10.5.08

City’s Uzay Merkezi



Şu sıradan hayatımda bir ilk daha yaşamak üzere, bir süredir adını duyup da henüz teşerrüf edemediğim City’s adlı AVM'deki Citylife Sinemaları'na vasıl olmak üzre Nişantaşı'na doğru yollandım..

Her çeşit 'lüküs' insan, eşya ve mekanların bünyemde yarattığı -daha çok kaşıntısal semptomlarla kendini gösteren- alerjik reaksiyonu bile bile buraya gelmemin sebebi -tahmin edebileceğiniz gibi- 'bir hayır sahibinin' ücretsiz film gösterimi idi..

Üstelik bir de, mekandaki Schiller Chiemsee adlı namı yürüyesice -bir nevi pastanede- gösterim öncesi yapılacak ikramları düşünürseniz, bu fırsatı kaçırmamak için gösterdiğim çabaları anlayışla karşılarsınız umarım..

Sora sora bulduğum mekanın, uzay merkezlerindekini andıran (Gördüğüm uzay merkezlerini saysam şaşarsınız.) multi plazma monitörlerle donatılmış asansörüyle geniş sinema katına vardığımda, civarda mebzul miktarda bulunan ve gözleri "bir iş buyursalar da hemen yapsam" düşünceleriyle fıldır fıldır oynayan elemanlara, ilk önce tuvaletleri denetlemek istediğimi söyledim..

Benim, bu lüks ötesi aptesanelere girip de 'pis bir şeyler' yapmaktan -adeta- çekinme psikolojimin, Türk halkının geneli için pek bir şey ifade etmediğini zaten biliyordum..
Burada da, benden önceki ziyaretçinin, -insanlığın geleceğine bir nişan bırakırcasına- oluşturduğu izlerine bakarak, bu acı gerçeğin farkına bir kez daha, -hem de ibretle- vardım..

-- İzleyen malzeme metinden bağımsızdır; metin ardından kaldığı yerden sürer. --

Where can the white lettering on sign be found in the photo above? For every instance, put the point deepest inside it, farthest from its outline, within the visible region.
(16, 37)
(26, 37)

Bölgeyi hızla terk ederek ve farkındalıklarımı geride bırakarak -bir süredir uzaktan da olsa tanıştığım- yazar arkadaşlarımın bulunduğu pastanenin bir koltuğuna iliştim ve de şahane lezzetteki iki fincan çayla ortama ısındım..

Daha sonra da -yine- 'uzay merkezi' tadındaki, 'ergonomik ve ortopedik' olmaları ihtimali bir hayli yüksek, acayip şekilli koltuklarıyla göze çarpan salona duhul edip, seyir pozisyonu aldım..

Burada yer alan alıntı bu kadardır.